Pharmacovigilance and Its Extent Contribution to Eliminating Marketing Deception: An Exploratory Study on the Opinions of a Sample of Visitors of Some Pharmacies Operating in the Mosul City

Abstract
Two dimensions form the theoretical and field framework for this study, pharmacovigilance and marketing deception. The study revealed that pharmacovigilance represents activities related to detecting, evaluating, understanding, and preventing harmful effects or any other related problem. While, marketing deception (henceforth MD) is marketing practices carried out by organizations or sellers in terms of distorting and misleading facts that cause the customer to be in a precarious state, and result in wrong purchasing decisions. The operating pharmacies within Mosul city were a field for conducting the field study, and the researcher sought to include several questionnaires expressing the study problem that was the basis for building the field studies, including (i) Do the pharmacovigilance contribute to eliminating MD? (ii) Is there an effective correlation between the pharmacovigilance dimension and the after-MD dimension? To answer these questions, a hypothetical scheme of the study was formulated to reflect the relationships and effects between the two dimensions of the study, which resulted in a set of main and secondary hypotheses, that were tested using several statistical means for the data collected by the questionnaire which numbered (527) and all were retrieved.

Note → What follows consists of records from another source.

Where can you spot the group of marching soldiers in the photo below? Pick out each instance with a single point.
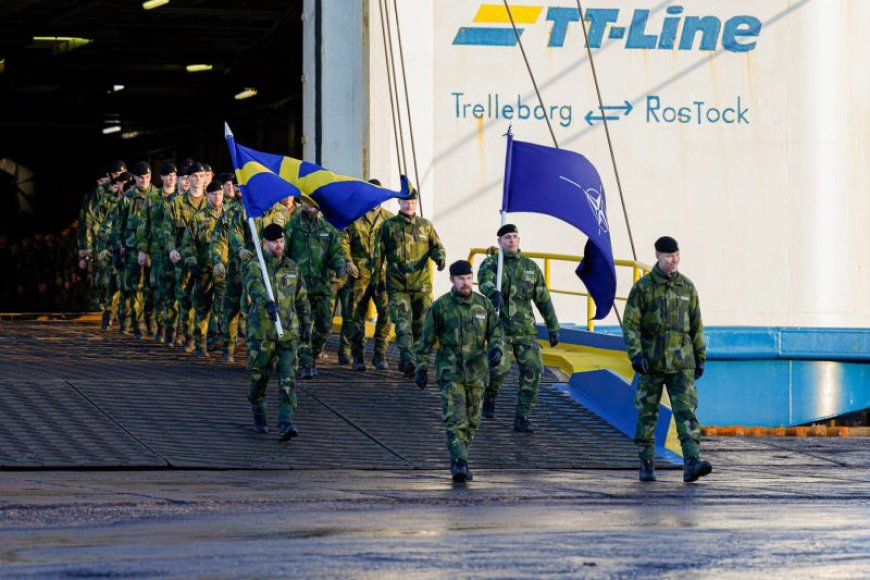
(177, 263)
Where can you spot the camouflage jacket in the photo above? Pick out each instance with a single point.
(360, 238)
(521, 284)
(315, 246)
(177, 216)
(467, 329)
(133, 212)
(407, 244)
(663, 320)
(290, 297)
(197, 238)
(149, 235)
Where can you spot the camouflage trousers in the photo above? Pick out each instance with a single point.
(345, 300)
(263, 356)
(363, 295)
(684, 401)
(183, 287)
(201, 296)
(321, 317)
(133, 285)
(460, 410)
(407, 311)
(527, 352)
(231, 304)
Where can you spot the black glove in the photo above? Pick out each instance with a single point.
(699, 368)
(421, 377)
(640, 364)
(554, 337)
(272, 309)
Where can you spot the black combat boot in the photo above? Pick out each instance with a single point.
(379, 362)
(457, 470)
(260, 423)
(523, 425)
(287, 431)
(488, 405)
(694, 467)
(647, 470)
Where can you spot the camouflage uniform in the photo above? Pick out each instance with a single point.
(662, 320)
(150, 240)
(264, 346)
(370, 286)
(466, 329)
(195, 246)
(178, 215)
(521, 284)
(407, 243)
(316, 247)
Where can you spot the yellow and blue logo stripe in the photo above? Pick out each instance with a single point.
(496, 35)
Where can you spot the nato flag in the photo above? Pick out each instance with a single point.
(565, 185)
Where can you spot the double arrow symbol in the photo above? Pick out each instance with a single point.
(626, 109)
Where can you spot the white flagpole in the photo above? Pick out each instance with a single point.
(256, 238)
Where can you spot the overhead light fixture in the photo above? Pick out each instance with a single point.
(62, 43)
(246, 94)
(152, 4)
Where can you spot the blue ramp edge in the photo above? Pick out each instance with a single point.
(608, 394)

The study listed a set of conclusions that were distributed in terms of theory and field sides, which the researcher presents the most important: (i) According to the answers of contributed individuals, pharmacovigilance does not contribute to eliminating MD. (ii) There is an effective relationship between pharmacovigilance and MD, but to some extent, it is weak due to the absence of adopting pharmacovigilance among the researched individuals, which negatively affected the elimination of MD practiced by some pharmacies operating in Mosul city. (iii) The relative importance of the variables of MD differs from a variable on the pharmacovigilance dimension. Depending on both theoretical and field study findings, proposals were listed consistent with these conclusions, as well as future studies related to the dimensions of the current study were suggested.